Blackwater Creek logging could start Monday 

LeBlanc believes poor communication has made situation worse

Whether protestors like it or not, loggers plan to get to work in the Blackwater Creek area on Monday.

After a three-month wait, Norm LeBlanc, owner of Lizzie Bay Logging, said crews will finally begin to selectively harvest timber from the 31-hectare parcel of land.

The issue of logging in Blackwater Creek has been an ongoing source of controversy in the community.

In April, B.C. Timber Sales sold logging rights to the parcel of land, which is about 85 kilometres north of Whistler, to Lizzie Bay Logging.

Concerned locals who felt the land should be protected soon joined together to form the Blackwater Stewardship group. They say harvesting in the area will jeopardize traditional lands the N’Quatqua people have used to gather medicinal herbs and the rare pine mushroom.

“We don’t feel that the consultation process was fair,” said Mariko Kage, coordinator of the Blackwater Stewardship group. “It didn’t reflect the community’s wishes.”

Local wilderness groups have raised further environmental concerns, saying the logging could endanger spotted owl habitat and damage an old growth forest.

Terry Sullivan, spokesperson for BCTS, said legal and environmental issues were addressed in their site plan before the logging rights were sold, and that the licensee is free to begin harvesting as long as they notify BCTS five days in advance.

But as of Wednesday, Sullivan said they had received no notification from Lizzie Bay Logging.

LeBlanc said while he appreciates the protestors’ political and territorial issues, he believes many of their environmental concerns are unfounded.

“Lizzie Bay Logging recognizes that there are territorial issues at stake, and respects that.
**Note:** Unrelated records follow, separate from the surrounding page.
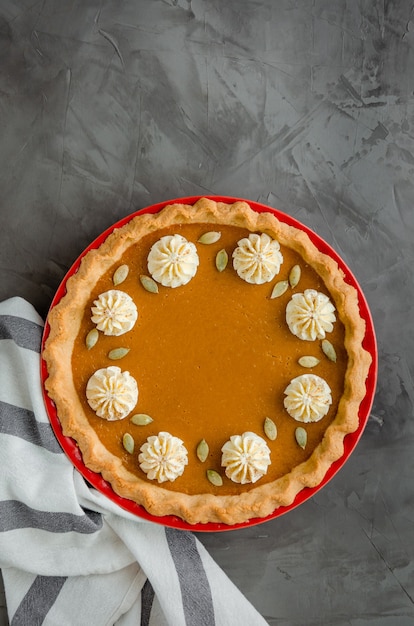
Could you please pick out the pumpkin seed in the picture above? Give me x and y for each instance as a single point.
(202, 450)
(329, 350)
(270, 429)
(117, 353)
(128, 443)
(308, 361)
(301, 437)
(91, 338)
(215, 478)
(149, 284)
(294, 275)
(279, 289)
(210, 237)
(120, 274)
(141, 419)
(222, 258)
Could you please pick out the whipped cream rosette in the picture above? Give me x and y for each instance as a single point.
(257, 258)
(245, 458)
(111, 393)
(173, 261)
(310, 315)
(308, 398)
(114, 312)
(163, 457)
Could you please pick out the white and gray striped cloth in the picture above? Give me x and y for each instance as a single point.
(68, 554)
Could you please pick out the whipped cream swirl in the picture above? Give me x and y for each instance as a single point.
(245, 458)
(111, 393)
(308, 398)
(173, 261)
(310, 315)
(163, 457)
(257, 258)
(114, 312)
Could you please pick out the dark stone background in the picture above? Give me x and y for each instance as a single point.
(307, 106)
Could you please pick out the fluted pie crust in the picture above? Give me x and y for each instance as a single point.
(201, 502)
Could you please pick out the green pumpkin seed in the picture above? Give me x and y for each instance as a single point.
(120, 274)
(222, 258)
(141, 419)
(294, 275)
(270, 429)
(308, 361)
(301, 437)
(128, 443)
(215, 478)
(117, 353)
(202, 450)
(279, 289)
(149, 284)
(91, 338)
(329, 350)
(210, 237)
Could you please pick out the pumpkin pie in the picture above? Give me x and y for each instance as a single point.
(208, 361)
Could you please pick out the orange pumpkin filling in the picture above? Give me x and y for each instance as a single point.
(211, 358)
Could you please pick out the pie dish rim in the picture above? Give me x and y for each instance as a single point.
(71, 449)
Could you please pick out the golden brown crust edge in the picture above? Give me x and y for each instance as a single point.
(65, 318)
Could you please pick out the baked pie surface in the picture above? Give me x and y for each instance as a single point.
(212, 359)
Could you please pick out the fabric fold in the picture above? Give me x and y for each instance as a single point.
(67, 553)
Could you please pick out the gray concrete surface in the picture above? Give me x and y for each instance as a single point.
(307, 106)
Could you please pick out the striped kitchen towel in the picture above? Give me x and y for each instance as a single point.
(69, 556)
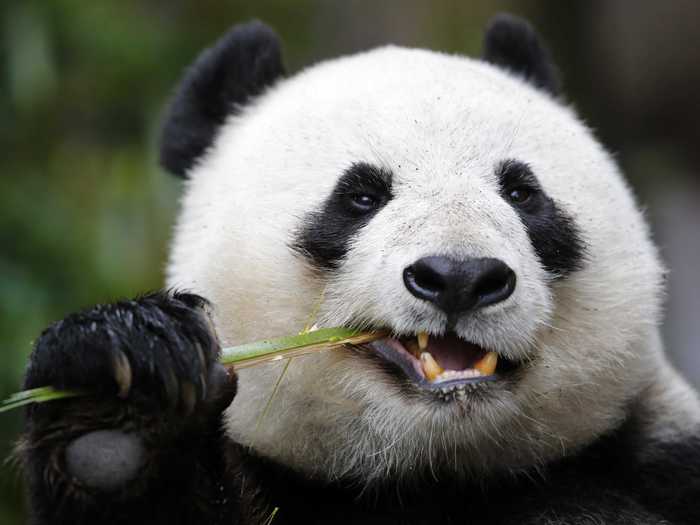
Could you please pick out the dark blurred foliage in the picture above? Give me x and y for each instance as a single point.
(85, 211)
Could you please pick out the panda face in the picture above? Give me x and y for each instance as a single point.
(462, 210)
However, from a third party perspective, a lot of the environmental issues appear to be fabricated,” said LeBlanc.

“…This is out of control. I support the traditional area concerns and those politics, but I can’t support sitting back and watching illegitimate environmental issues become the forefront of the story, because it’s not.”

LeBlanc also believes poor communication between BCTS and the N’Quatqua community has made the situation in Blackwater Creek worse.

Kage said she was surprised to hear that logging was scheduled to start Monday, because LeBlanc recently told a group member he had no intention of harvesting yet.

“To say the very least, it’s quite troubling.”

Kage said they now plan to camp overnight Sunday and try and gather as many members of the community as possible to protest Monday morning.

The group also plans to hold a public meeting on Saturday, July 14 at the N’Quatqua Hall in D’Arcy.